I am on 100mg of tramadol 4 times a day, and 50mg amitriptyline. I also take phenergan to help me sleep. I know a couple of other people that use small dose tramadol and cannot understand how I can't sleep with the dose I take, but I guess I am used to it now as I have been on it for 3 1/2 years. 
I had to get a letter from my doctor to say it was ok for me to use heavy machinery while on tramadol.
When I asked my gp about long term problems, she basically said you have two options, live with the pain, or the long term effects of the pain killers.


----------



## classic33 (2 Jan 2018)

Dave7 said:


> Well....it was Jeremy Vine on radio 2. I am sure you can get it on playback.


http://www.bbc.co.uk/programmes/b09jry2f

Caught the last ten minutes of the piece.


----------



## classic33 (2 Jan 2018)

Last painkiller taken was just over three weeks short of 6 years ago. Ended up on the floor of the A&E.


----------



## JhnBssll (2 Jan 2018)

I was on intravenous Oxycodone for a few weeks in intensive care and oral morphine for a month or so thereafter. The Oxycodone was on a push button system where I could dose myself every 6 minutes and it really took the edge off, although I do recollect attempting to remove all my lines and tubes whilst under its influence as I thought I was being held against my will  Fortunately I had a moment of clarity before I attempted to pull out the central line that was sewn into my neck and called the nurse over to put me back together again  I was very fortunate in that my recovery negated the need for long term use of opioids or any other pain medication.


----------



## Richard A Thackeray (3 Jan 2018)

I had Tramadol, after a knee problem
Without boring you with details
Early 2012
I ran XC race, & slipped on the transition from muddy downhill, to tarmac path
Bashed left knee on rock

Finished, but it hurt, limped around at work
Flew to Florida week later. Could barely walk, once off the plane
Tried to run whilst there, couldn't do it. It hurt that much, & such limited movement/pain that we even considered paying for a MRI whilst out there
Came back home

Went to work, limped even more, with severe pain
Booked in, explained syptoms, & was examined
Given Tramadol

Next day, sat down at work
When I woke up, I was in Resus, with shirt ripped open, ECG leads & being cannulated

Sarah, the Consultant, who dealt with me that day, *still *tells me that I_ 'scared the shoot out of her!'_
(she normally saw/sees me running & on bike)

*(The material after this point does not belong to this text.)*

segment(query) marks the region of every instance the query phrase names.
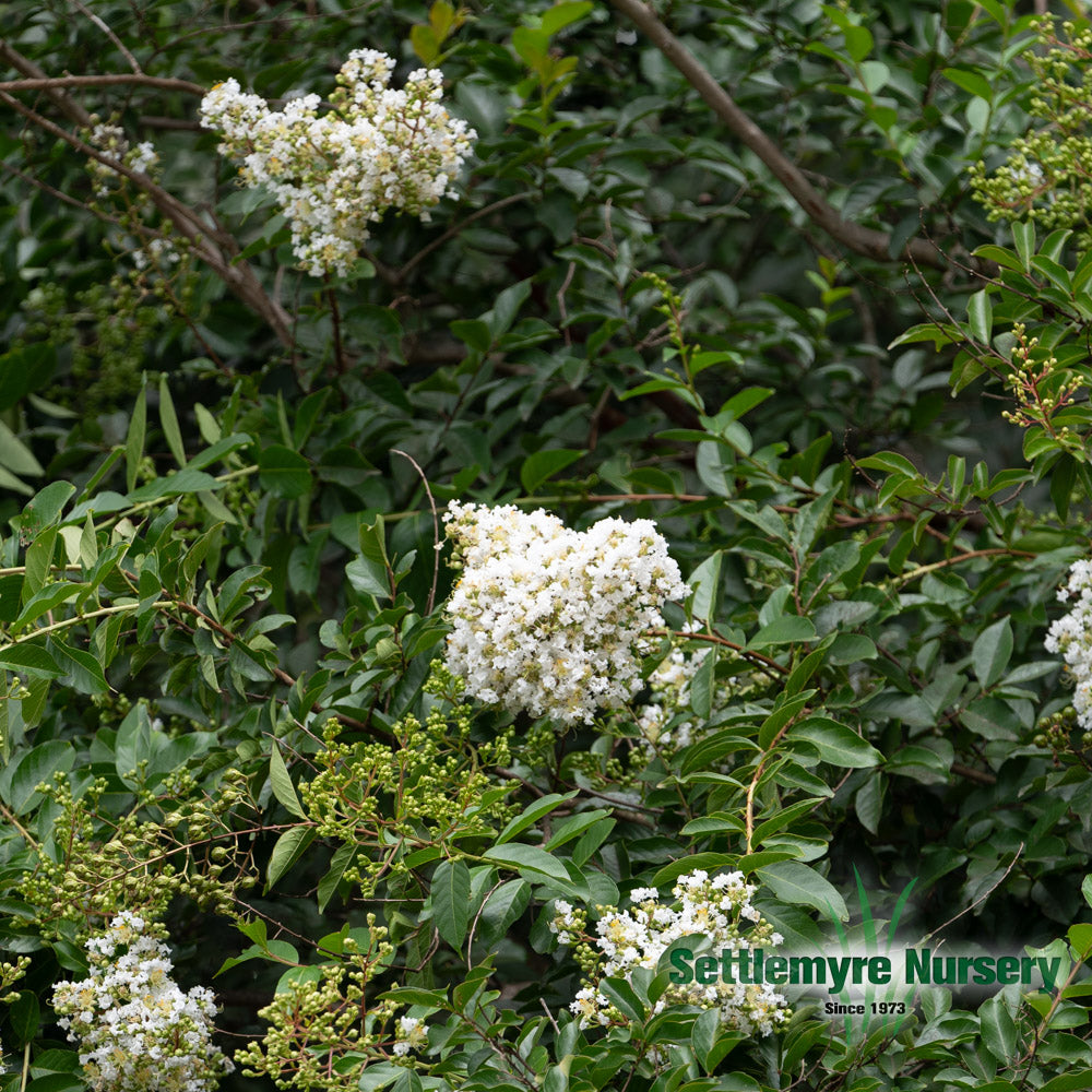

Kept in overnight, query Pulmonary Embolism, after the long haul flight, & recommencement of day-long activity
Still on Tramadol for pain, but now hallucinating
Apparantly, when I had the CT PA, for check for the PE, I was shouting there was a train coming whilst I was in the scanner

Ill need a very good reason to take it again!!!

*As an aside,* no PE
But a later MRI scan of the knee, for a Clinic appointment, revealed a chip in the Femur, just above the knee
Due to the flight, & lower air pressure in the cabin, fluid found its way in, moving the chip slightly, hence the pain
5 years on, I still have problems running flat out, straight off the start


----------



## User32269 (3 Jan 2018)

Tramadol and Amitriptyline are the work of the devil.
Easily prescribed. 
Not so easy to live with or escape from. 
Your GP gets kickbacks for prescribing them. 
Also for the antidepressants they will push afterwards.


----------



## Slick (3 Jan 2018)

odav said:


> Tramadol and Amitriptyline are the work of the devil.
> Easily prescribed.
> Not so easy to live with or escape from.
> Your GP gets kickbacks for prescribing them.
> Also for the antidepressants they will push afterwards.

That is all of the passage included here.